Потом его охватили тревоги и страхи другого рода – уже не касавшиеся нашего, материального мира и оттого, пожалуй, еще более жуткие. Подобно многим провинциалам, вместо образования пробавлявшимся россказнями деревенских краснобаев, легендами и страшными сказками, д’Артаньян, признаемся, был суеверен (впрочем, в ту эпоху это касалось и людей не в пример более образованных). Глядя на мертвенно-белые лица статуй с пустыми слепыми глазницами, он поневоле вспомнил беарнские предания о древних истуканах, которые в особые ночи (например, в полнолуние, как сейчас) начинают ходить, перемещаться, охотиться за припозднившимися путниками… Что, если вон тот верзила, задрапированный в беломраморный плащ, с чем-то вроде пучка молний в руке, сейчас медленно-медленно повернет к нему свою трупную рожу, уставится бельмами, сойдет с невысокого пьедестала, неожиданно быстро метнется…

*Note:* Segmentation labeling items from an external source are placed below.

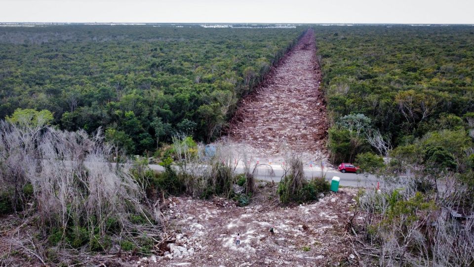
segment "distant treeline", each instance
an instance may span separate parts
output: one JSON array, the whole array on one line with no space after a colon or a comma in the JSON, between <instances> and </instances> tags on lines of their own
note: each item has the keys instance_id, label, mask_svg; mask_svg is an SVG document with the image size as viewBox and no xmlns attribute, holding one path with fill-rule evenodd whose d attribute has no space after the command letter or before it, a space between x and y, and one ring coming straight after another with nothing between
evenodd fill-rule
<instances>
[{"instance_id":1,"label":"distant treeline","mask_svg":"<svg viewBox=\"0 0 474 267\"><path fill-rule=\"evenodd\" d=\"M48 110L129 154L178 132L208 141L305 29L2 28L0 117Z\"/></svg>"},{"instance_id":2,"label":"distant treeline","mask_svg":"<svg viewBox=\"0 0 474 267\"><path fill-rule=\"evenodd\" d=\"M376 151L365 134L377 130L399 147L395 154L417 144L422 158L435 146L469 166L474 27L319 26L315 32L335 161Z\"/></svg>"}]
</instances>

Проклятый лунный свет играл злые шутки – в изменчивых переливах серебристого сияния и угольно-черной мглы казалось, что белые статуи украдкой меняют позу, пока гасконец отводит от них растерянный взгляд, ухитряются чуть-чуть переместиться со зловещими замыслами, рельефные нимфы и сатиры поворачивают головенки, ища невидящим взглядом чужака, и все это языческое сборище едва слышно перешептывается меж собой, ожидая рокового часа полуночи, когда произойдет что-то определенно жуткое…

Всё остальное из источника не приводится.